## Customer Churn Prediction - Telco




## 1.0 Business Understanding
### 1.1 Introduction
Customer churn  is a significant problem in the telecom industry as it results in reduced profit margin and negatively impacting long-term sustainability. 
Churn, which refers to customers discontinuing their service and moving to a competitor, can be driven by various factors such as pricing, customer service quality, network coverage, and the competitiveness of offerings. The implications of high churn rates are multifaceted:

- Reduced Profit Margin: Acquiring new customers often costs more than retaining existing ones due to marketing expenses, promotional offers, and the operational costs of setting up new accounts. When customers leave, the company not only loses the revenue these customers would have generated but also the investment made in acquiring them.

- Investment Recovery: Telecommunications companies make significant upfront investments in infrastructure and customer acquisition. Customer longevity is crucial for recovering these investments. High churn rates shorten the average customer lifespan, jeopardizing the return on these investments.

- Brand Reputation: High churn rates can signal dissatisfaction, potentially damaging the company's reputation. This perception can make it more challenging to attract new customers and retain existing ones.

- Operational Efficiency: High churn rates can lead to inefficiencies in resource allocation and operations. Companies may find themselves in a constant cycle of trying to replace lost customers, diverting resources from improving services and innovating.

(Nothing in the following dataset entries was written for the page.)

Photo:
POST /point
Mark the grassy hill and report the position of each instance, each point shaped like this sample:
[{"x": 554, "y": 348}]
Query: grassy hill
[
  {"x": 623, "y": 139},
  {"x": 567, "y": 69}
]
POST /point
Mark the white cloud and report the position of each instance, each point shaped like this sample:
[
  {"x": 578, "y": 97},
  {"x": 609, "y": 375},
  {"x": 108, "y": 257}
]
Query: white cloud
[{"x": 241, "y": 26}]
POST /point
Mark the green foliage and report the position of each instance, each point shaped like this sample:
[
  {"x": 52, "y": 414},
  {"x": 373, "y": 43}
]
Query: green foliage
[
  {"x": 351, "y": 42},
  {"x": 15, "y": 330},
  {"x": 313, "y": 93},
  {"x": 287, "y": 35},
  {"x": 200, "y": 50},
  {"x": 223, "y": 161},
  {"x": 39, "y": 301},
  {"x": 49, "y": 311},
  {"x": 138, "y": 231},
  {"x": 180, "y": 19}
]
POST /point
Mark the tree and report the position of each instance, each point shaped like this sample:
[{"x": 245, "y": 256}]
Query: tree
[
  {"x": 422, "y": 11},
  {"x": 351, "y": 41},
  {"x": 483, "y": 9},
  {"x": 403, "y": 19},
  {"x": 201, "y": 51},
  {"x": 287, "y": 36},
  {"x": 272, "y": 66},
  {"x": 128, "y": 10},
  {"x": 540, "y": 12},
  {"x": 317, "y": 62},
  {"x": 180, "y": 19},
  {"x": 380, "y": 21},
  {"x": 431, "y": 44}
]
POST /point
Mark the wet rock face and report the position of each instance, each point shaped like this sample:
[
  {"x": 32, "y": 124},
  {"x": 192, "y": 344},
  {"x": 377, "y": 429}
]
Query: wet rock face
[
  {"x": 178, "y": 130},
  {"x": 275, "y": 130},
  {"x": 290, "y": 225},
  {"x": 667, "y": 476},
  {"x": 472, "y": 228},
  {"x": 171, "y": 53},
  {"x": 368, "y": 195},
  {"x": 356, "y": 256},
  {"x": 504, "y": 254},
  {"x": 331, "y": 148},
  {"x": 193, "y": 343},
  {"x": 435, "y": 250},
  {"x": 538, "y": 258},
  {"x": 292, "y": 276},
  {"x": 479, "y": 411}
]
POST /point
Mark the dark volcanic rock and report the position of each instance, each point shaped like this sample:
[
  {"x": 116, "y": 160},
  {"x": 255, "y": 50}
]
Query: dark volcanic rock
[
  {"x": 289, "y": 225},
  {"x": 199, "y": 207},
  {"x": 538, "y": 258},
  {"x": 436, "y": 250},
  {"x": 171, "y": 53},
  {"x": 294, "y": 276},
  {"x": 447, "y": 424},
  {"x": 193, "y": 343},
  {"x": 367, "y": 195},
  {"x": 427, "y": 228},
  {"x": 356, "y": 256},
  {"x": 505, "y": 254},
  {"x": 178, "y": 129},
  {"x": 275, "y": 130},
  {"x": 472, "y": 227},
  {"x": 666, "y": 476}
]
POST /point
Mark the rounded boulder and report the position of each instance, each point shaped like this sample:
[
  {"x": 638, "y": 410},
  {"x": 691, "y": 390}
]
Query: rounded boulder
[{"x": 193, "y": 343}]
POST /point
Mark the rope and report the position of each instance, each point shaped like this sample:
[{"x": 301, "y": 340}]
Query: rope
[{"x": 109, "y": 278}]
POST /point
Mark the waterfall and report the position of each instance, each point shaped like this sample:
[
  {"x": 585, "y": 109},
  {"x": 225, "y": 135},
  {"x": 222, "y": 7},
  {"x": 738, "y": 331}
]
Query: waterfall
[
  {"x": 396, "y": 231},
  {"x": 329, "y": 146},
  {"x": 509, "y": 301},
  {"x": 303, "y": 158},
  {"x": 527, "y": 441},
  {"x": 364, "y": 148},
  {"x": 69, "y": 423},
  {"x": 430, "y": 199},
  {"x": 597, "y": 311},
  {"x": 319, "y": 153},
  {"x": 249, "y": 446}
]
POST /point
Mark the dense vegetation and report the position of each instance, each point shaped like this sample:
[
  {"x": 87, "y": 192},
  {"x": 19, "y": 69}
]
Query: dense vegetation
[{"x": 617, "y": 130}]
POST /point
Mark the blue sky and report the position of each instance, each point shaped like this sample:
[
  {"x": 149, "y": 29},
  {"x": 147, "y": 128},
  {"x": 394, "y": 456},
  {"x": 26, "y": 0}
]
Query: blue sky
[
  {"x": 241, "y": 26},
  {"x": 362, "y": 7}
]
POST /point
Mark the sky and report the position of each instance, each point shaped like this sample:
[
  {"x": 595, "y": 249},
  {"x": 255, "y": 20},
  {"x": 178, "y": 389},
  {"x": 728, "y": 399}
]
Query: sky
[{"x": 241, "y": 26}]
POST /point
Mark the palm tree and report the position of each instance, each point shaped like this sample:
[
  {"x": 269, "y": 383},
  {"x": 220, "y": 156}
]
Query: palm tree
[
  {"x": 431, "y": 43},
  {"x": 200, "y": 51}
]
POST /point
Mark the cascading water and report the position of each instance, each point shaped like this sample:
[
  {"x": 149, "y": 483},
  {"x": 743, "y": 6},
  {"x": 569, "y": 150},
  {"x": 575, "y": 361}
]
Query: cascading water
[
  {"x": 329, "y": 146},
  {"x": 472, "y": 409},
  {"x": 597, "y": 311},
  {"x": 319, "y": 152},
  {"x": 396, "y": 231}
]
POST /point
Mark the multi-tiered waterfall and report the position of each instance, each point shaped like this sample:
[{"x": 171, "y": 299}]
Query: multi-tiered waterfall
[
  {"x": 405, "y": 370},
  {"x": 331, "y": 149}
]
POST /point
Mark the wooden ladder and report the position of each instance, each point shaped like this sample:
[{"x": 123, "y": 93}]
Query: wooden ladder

### 1.2: Project Objective
`Problem Statement:`

`Goal:` To build a machine learning model that can predict churn

Null Hypothesis: There is no significant correlation between pricing and customer churn

Alternate Hypothesis: There is a statistically significant correlation between pricing and customer churn

#### Analytical Questions
1. Does npricing affect churn?
2.  ?
3. Which is feature have the strongest correlation to churn?
4. ?
5. ?
6. ?

#### Stakeholders
- Telco
- Vodafone

## 2.0 Data Understanding 🔍
The data for this project is in a csv format. The following describes the columns present in the data.

- **Gender**: Whether the customer is a male or a female

- **SeniorCitizen**: Whether a customer is a senior citizen or not

- **Partner**: Whether the customer has a partner or not (Yes, No)

- **Dependents**: Whether the customer has dependents or not (Yes, No)

- **Tenure**: Number of months the customer has stayed with the company

- **Phone Service**: Whether the customer has a phone service or not (Yes, No)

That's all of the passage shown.